The benefits and side effects of QULIPTA were evaluated in two clinical trials of patients with a history of migraine headaches occurring on 4 to 14 days per month. The two trials to show the benefits were designed similarly. Trials 1 and 2 assigned patients to one of several doses of QULIPTA or placebo daily for 3 months. Neither the patients nor the health care providers knew which treatment was being given until after the trial was completed. The benefit of QULIPTA was assessed based on the change from baseline in the number of migraine days per month to the last month of the 3-month treatment period, comparing patients in the QULIPTA and placebo groups.

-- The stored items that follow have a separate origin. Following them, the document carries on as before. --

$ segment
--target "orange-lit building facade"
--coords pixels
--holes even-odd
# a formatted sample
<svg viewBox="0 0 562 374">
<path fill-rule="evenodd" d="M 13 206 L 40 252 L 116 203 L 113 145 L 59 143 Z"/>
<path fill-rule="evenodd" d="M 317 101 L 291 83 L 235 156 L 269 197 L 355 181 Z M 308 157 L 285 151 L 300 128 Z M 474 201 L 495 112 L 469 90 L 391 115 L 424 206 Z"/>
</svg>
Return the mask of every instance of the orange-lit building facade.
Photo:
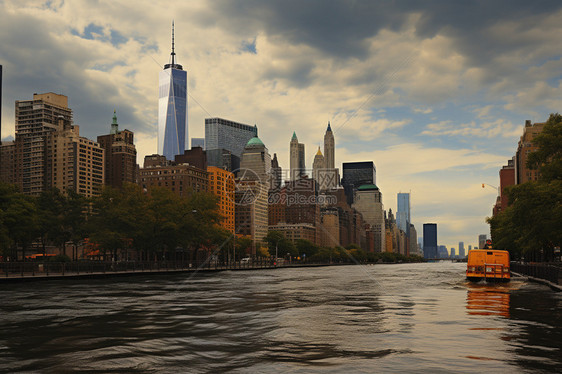
<svg viewBox="0 0 562 374">
<path fill-rule="evenodd" d="M 542 132 L 545 122 L 531 123 L 525 121 L 525 129 L 523 135 L 517 144 L 517 152 L 515 153 L 515 184 L 521 184 L 539 179 L 539 171 L 527 168 L 527 158 L 529 153 L 537 150 L 537 146 L 533 144 L 533 139 Z"/>
<path fill-rule="evenodd" d="M 217 206 L 223 217 L 221 226 L 234 234 L 234 174 L 216 166 L 208 166 L 207 173 L 209 175 L 209 192 L 219 198 Z"/>
</svg>

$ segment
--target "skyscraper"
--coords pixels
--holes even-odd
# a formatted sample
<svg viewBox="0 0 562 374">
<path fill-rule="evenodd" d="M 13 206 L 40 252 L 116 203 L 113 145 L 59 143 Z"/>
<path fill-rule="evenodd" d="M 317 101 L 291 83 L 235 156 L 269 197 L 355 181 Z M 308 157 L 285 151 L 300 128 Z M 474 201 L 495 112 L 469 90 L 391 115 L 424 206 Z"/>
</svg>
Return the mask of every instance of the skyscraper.
<svg viewBox="0 0 562 374">
<path fill-rule="evenodd" d="M 260 138 L 250 139 L 240 158 L 241 180 L 258 181 L 269 189 L 271 181 L 271 156 Z M 267 195 L 267 192 L 266 192 Z M 267 196 L 266 196 L 267 199 Z"/>
<path fill-rule="evenodd" d="M 205 149 L 207 151 L 226 150 L 238 159 L 244 147 L 254 136 L 258 136 L 258 127 L 224 118 L 205 118 Z M 222 151 L 219 152 L 222 154 Z M 209 165 L 221 167 L 222 165 Z M 236 166 L 238 168 L 238 166 Z"/>
<path fill-rule="evenodd" d="M 459 242 L 459 257 L 464 258 L 464 242 Z"/>
<path fill-rule="evenodd" d="M 478 248 L 484 248 L 484 246 L 486 245 L 486 239 L 488 239 L 488 236 L 486 234 L 478 235 Z"/>
<path fill-rule="evenodd" d="M 376 168 L 373 161 L 344 162 L 342 185 L 347 203 L 353 203 L 354 190 L 364 184 L 377 184 Z"/>
<path fill-rule="evenodd" d="M 117 114 L 113 111 L 109 134 L 98 136 L 98 143 L 104 149 L 106 185 L 118 188 L 123 182 L 136 182 L 137 149 L 133 139 L 132 131 L 126 129 L 119 131 Z"/>
<path fill-rule="evenodd" d="M 326 170 L 326 158 L 322 154 L 320 147 L 318 147 L 318 152 L 314 156 L 314 161 L 312 162 L 312 179 L 318 184 L 319 190 L 325 190 L 328 186 L 326 185 L 327 179 L 323 178 L 323 173 Z"/>
<path fill-rule="evenodd" d="M 398 228 L 409 234 L 410 228 L 410 194 L 398 193 L 398 211 L 396 212 Z"/>
<path fill-rule="evenodd" d="M 293 131 L 293 137 L 290 143 L 290 162 L 289 168 L 291 173 L 291 180 L 297 180 L 305 174 L 305 155 L 304 144 L 299 143 L 296 132 Z"/>
<path fill-rule="evenodd" d="M 72 110 L 64 95 L 48 92 L 33 94 L 33 100 L 16 101 L 16 184 L 25 194 L 39 195 L 47 186 L 45 140 L 48 133 L 62 130 L 59 119 L 72 123 Z"/>
<path fill-rule="evenodd" d="M 436 223 L 423 224 L 423 257 L 424 258 L 438 257 Z"/>
<path fill-rule="evenodd" d="M 104 183 L 104 150 L 80 136 L 79 126 L 59 117 L 57 128 L 45 135 L 45 187 L 99 196 Z"/>
<path fill-rule="evenodd" d="M 330 122 L 328 122 L 328 128 L 326 129 L 326 134 L 324 134 L 324 158 L 326 159 L 327 169 L 334 169 L 336 167 L 335 157 L 334 133 L 330 127 Z"/>
<path fill-rule="evenodd" d="M 283 170 L 281 166 L 279 166 L 279 161 L 277 160 L 277 153 L 273 154 L 273 159 L 271 160 L 271 183 L 269 188 L 275 191 L 279 191 L 281 189 L 281 185 L 283 182 Z"/>
<path fill-rule="evenodd" d="M 174 23 L 172 22 L 171 63 L 164 65 L 159 76 L 158 153 L 168 160 L 185 151 L 187 130 L 187 72 L 176 64 Z"/>
<path fill-rule="evenodd" d="M 353 201 L 352 207 L 363 214 L 365 222 L 371 225 L 374 232 L 375 252 L 384 252 L 386 247 L 384 208 L 379 188 L 374 184 L 359 186 Z"/>
</svg>

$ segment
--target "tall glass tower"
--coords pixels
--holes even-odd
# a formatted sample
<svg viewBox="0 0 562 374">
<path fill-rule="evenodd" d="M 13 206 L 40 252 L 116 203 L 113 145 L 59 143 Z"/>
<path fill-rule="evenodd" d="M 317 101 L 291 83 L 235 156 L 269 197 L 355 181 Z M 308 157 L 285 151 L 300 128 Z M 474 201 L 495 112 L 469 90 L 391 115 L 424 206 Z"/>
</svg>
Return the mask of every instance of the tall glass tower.
<svg viewBox="0 0 562 374">
<path fill-rule="evenodd" d="M 396 225 L 406 234 L 410 234 L 410 194 L 398 193 L 398 210 L 396 212 Z"/>
<path fill-rule="evenodd" d="M 182 155 L 188 143 L 187 72 L 176 64 L 174 22 L 172 21 L 171 63 L 160 72 L 158 99 L 158 154 L 173 160 Z"/>
</svg>

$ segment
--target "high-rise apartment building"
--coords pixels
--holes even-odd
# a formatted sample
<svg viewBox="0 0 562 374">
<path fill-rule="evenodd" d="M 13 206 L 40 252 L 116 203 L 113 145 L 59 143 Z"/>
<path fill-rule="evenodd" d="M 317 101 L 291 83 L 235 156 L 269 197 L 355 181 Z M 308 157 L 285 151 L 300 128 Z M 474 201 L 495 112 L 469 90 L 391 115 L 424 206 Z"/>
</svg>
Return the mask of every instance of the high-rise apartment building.
<svg viewBox="0 0 562 374">
<path fill-rule="evenodd" d="M 79 126 L 59 118 L 45 137 L 45 187 L 98 196 L 104 184 L 104 149 L 81 137 Z"/>
<path fill-rule="evenodd" d="M 223 118 L 205 118 L 205 149 L 207 151 L 225 149 L 240 158 L 244 147 L 253 137 L 258 136 L 258 127 L 229 121 Z M 209 158 L 209 165 L 211 163 Z"/>
<path fill-rule="evenodd" d="M 294 181 L 303 177 L 306 172 L 304 144 L 299 143 L 297 133 L 294 131 L 289 143 L 289 157 L 289 172 L 291 180 Z"/>
<path fill-rule="evenodd" d="M 49 92 L 16 101 L 15 173 L 23 193 L 38 195 L 45 190 L 45 141 L 63 122 L 72 123 L 72 110 L 64 95 Z"/>
<path fill-rule="evenodd" d="M 376 168 L 373 161 L 344 162 L 342 185 L 347 203 L 353 203 L 354 190 L 364 184 L 377 184 Z"/>
<path fill-rule="evenodd" d="M 529 153 L 537 150 L 533 144 L 533 139 L 542 132 L 545 122 L 531 123 L 525 121 L 523 135 L 517 144 L 515 153 L 515 183 L 521 184 L 529 181 L 536 181 L 539 178 L 539 171 L 527 168 L 527 158 Z"/>
<path fill-rule="evenodd" d="M 234 234 L 234 174 L 216 166 L 207 167 L 209 192 L 218 197 L 217 207 L 221 215 L 221 226 Z"/>
<path fill-rule="evenodd" d="M 459 242 L 459 257 L 460 258 L 464 258 L 465 253 L 464 253 L 464 242 Z"/>
<path fill-rule="evenodd" d="M 106 185 L 119 188 L 123 183 L 135 183 L 137 178 L 137 149 L 134 134 L 129 130 L 119 131 L 117 114 L 113 111 L 111 130 L 98 136 L 104 150 Z"/>
<path fill-rule="evenodd" d="M 423 224 L 423 257 L 424 258 L 438 258 L 437 246 L 437 224 L 424 223 Z"/>
<path fill-rule="evenodd" d="M 263 244 L 269 227 L 268 190 L 256 180 L 237 180 L 235 209 L 236 234 L 252 240 L 252 254 Z"/>
<path fill-rule="evenodd" d="M 187 72 L 176 64 L 174 23 L 172 22 L 171 63 L 159 74 L 158 154 L 173 160 L 185 151 L 187 127 Z"/>
</svg>

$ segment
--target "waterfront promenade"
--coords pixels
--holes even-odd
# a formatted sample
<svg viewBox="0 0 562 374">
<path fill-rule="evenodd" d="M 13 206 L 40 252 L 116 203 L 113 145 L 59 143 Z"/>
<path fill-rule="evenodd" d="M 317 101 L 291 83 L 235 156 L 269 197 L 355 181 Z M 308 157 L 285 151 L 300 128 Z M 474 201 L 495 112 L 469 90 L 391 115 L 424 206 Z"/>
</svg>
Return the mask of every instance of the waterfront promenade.
<svg viewBox="0 0 562 374">
<path fill-rule="evenodd" d="M 227 270 L 259 270 L 276 268 L 319 267 L 336 263 L 287 262 L 269 259 L 242 263 L 240 261 L 203 262 L 193 264 L 176 261 L 148 262 L 5 262 L 0 263 L 0 283 L 59 280 L 72 278 L 128 277 L 143 274 L 218 272 Z"/>
</svg>

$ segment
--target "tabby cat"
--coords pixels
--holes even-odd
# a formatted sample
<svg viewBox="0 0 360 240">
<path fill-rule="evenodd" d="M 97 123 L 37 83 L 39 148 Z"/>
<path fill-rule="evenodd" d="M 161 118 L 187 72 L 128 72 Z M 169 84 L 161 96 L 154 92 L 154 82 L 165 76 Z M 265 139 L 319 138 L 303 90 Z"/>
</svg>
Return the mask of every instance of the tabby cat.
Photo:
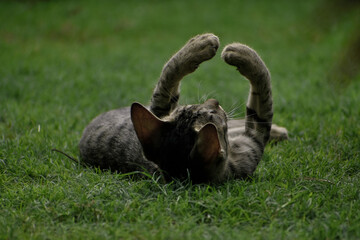
<svg viewBox="0 0 360 240">
<path fill-rule="evenodd" d="M 161 173 L 166 180 L 194 183 L 246 178 L 255 171 L 269 139 L 287 138 L 285 128 L 272 124 L 270 73 L 251 48 L 227 45 L 222 58 L 250 81 L 244 120 L 229 120 L 219 102 L 179 106 L 180 81 L 219 47 L 213 34 L 190 39 L 164 66 L 150 107 L 106 112 L 84 130 L 82 161 L 121 173 Z"/>
</svg>

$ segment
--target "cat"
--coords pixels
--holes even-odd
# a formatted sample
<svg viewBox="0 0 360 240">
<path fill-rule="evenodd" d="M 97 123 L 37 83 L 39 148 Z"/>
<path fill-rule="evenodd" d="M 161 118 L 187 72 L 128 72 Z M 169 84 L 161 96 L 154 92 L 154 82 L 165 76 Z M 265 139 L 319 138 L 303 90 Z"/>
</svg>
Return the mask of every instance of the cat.
<svg viewBox="0 0 360 240">
<path fill-rule="evenodd" d="M 215 56 L 219 38 L 191 38 L 162 69 L 151 104 L 133 103 L 96 117 L 84 130 L 80 158 L 88 165 L 121 173 L 161 173 L 166 181 L 220 183 L 247 178 L 271 140 L 288 138 L 272 124 L 270 73 L 250 47 L 232 43 L 222 59 L 250 81 L 244 120 L 230 120 L 215 99 L 179 106 L 181 79 Z"/>
</svg>

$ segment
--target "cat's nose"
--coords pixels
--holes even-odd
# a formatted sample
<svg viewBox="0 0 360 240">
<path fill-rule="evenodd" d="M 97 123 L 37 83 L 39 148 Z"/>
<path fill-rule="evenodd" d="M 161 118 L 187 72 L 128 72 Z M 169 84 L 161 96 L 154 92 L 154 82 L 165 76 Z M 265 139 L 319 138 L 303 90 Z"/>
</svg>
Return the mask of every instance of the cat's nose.
<svg viewBox="0 0 360 240">
<path fill-rule="evenodd" d="M 204 104 L 214 106 L 215 108 L 218 108 L 220 106 L 220 103 L 216 99 L 208 99 Z"/>
</svg>

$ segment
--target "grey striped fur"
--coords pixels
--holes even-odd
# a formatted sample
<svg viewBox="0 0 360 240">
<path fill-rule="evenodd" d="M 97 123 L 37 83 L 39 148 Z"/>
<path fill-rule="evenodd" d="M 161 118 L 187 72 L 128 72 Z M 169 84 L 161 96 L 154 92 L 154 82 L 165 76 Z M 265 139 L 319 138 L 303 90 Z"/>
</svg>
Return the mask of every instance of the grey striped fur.
<svg viewBox="0 0 360 240">
<path fill-rule="evenodd" d="M 269 139 L 288 138 L 272 124 L 270 73 L 254 50 L 233 43 L 222 52 L 250 82 L 244 120 L 228 120 L 215 99 L 178 106 L 182 78 L 218 47 L 213 34 L 193 37 L 165 64 L 150 107 L 134 103 L 95 118 L 80 140 L 82 161 L 122 173 L 158 172 L 166 180 L 190 176 L 195 183 L 251 176 Z"/>
</svg>

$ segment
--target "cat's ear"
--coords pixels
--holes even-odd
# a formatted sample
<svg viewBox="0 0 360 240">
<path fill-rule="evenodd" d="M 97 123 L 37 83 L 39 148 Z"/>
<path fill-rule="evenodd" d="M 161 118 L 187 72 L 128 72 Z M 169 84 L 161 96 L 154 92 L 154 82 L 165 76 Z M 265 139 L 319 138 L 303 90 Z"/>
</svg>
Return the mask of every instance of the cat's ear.
<svg viewBox="0 0 360 240">
<path fill-rule="evenodd" d="M 195 145 L 191 150 L 192 159 L 204 164 L 211 164 L 217 160 L 221 151 L 217 129 L 214 124 L 208 123 L 198 132 Z"/>
<path fill-rule="evenodd" d="M 146 158 L 155 160 L 154 156 L 161 146 L 166 122 L 160 120 L 140 103 L 131 105 L 131 121 Z"/>
</svg>

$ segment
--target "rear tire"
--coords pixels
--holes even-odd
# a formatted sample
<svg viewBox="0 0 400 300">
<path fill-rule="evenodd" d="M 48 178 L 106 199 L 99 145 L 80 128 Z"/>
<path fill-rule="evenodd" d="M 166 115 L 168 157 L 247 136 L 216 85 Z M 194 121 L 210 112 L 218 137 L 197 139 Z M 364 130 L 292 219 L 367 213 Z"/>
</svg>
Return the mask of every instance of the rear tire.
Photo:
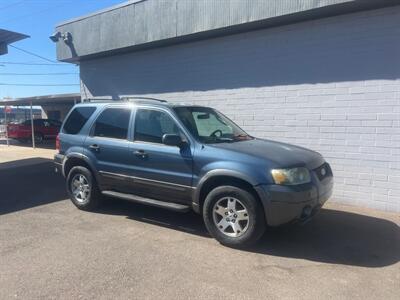
<svg viewBox="0 0 400 300">
<path fill-rule="evenodd" d="M 263 207 L 256 197 L 235 186 L 220 186 L 206 197 L 204 223 L 221 244 L 242 248 L 257 242 L 266 224 Z"/>
<path fill-rule="evenodd" d="M 92 172 L 82 166 L 73 167 L 67 176 L 67 191 L 79 209 L 92 211 L 101 203 L 102 195 Z"/>
<path fill-rule="evenodd" d="M 41 144 L 43 143 L 44 137 L 43 134 L 41 133 L 35 133 L 35 143 L 36 144 Z"/>
</svg>

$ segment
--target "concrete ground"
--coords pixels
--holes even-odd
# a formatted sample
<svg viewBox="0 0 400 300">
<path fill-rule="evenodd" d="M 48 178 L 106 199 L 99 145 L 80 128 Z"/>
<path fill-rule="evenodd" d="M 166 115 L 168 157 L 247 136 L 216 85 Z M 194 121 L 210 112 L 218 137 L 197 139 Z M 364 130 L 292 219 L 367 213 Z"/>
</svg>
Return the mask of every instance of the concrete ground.
<svg viewBox="0 0 400 300">
<path fill-rule="evenodd" d="M 10 140 L 10 146 L 7 146 L 6 140 L 0 139 L 0 170 L 36 164 L 43 159 L 53 159 L 56 153 L 54 149 L 54 140 L 44 141 L 33 149 L 31 144 L 14 140 Z"/>
<path fill-rule="evenodd" d="M 400 299 L 398 214 L 331 203 L 234 250 L 194 213 L 118 200 L 79 211 L 34 156 L 0 162 L 0 299 Z"/>
</svg>

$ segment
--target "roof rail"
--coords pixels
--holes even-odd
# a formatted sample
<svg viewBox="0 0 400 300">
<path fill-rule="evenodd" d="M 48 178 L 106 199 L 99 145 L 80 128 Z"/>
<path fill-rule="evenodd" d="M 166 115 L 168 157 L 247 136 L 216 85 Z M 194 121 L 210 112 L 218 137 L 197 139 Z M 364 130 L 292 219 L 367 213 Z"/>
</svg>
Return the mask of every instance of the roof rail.
<svg viewBox="0 0 400 300">
<path fill-rule="evenodd" d="M 121 100 L 130 101 L 130 100 L 153 100 L 158 102 L 167 103 L 167 100 L 152 98 L 152 97 L 122 97 Z"/>
<path fill-rule="evenodd" d="M 82 99 L 82 103 L 85 103 L 85 102 L 110 102 L 110 101 L 116 101 L 116 100 L 107 99 L 107 98 Z"/>
<path fill-rule="evenodd" d="M 82 99 L 82 102 L 118 102 L 118 101 L 140 101 L 140 100 L 151 100 L 151 101 L 157 101 L 157 102 L 162 102 L 162 103 L 167 103 L 167 100 L 163 99 L 157 99 L 157 98 L 151 98 L 151 97 L 121 97 L 120 99 L 110 99 L 110 98 L 93 98 L 93 99 Z"/>
</svg>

How were the trials designed?
Trials 1 and 2 were randomized, placebo-controlled, double-blind, 3-month trials evaluating QULIPTA for the preventive treatment of episodic migraine in adult patients with up to 14 migraine headache days per month. Patients were randomized to QULIPTA at doses of 10 mg, 30 mg, or 60 mg, or placebo. Patients could use acute headache treatments. The primary efficacy endpoint was the change from baseline in the monthly average migraine days during the 3-month period.
GLOSSARY
CLINICAL TRIAL: Voluntary research studies conducted in people and designed to answer specific questions about the safety or effectiveness of drugs, vaccines, other therapies, or new ways of using existing treatments.
COMPARATOR: A previously available treatment or placebo used in clinical trials that is compared to the actual drug being tested.
EFFICACY: How well the drug achieves the desired response when it is taken as described in a controlled clinical setting, such as during a clinical trial.
PLACEBO: An inactive substance or “sugar pill” that looks the same as, and is given the same way as, an active drug or treatment being tested. The effects of the active drug or treatment are compared to the effects of the placebo.
SUBGROUP: A subset of the population studied in a clinical trial. Demographic subsets include sex, race, and age groups.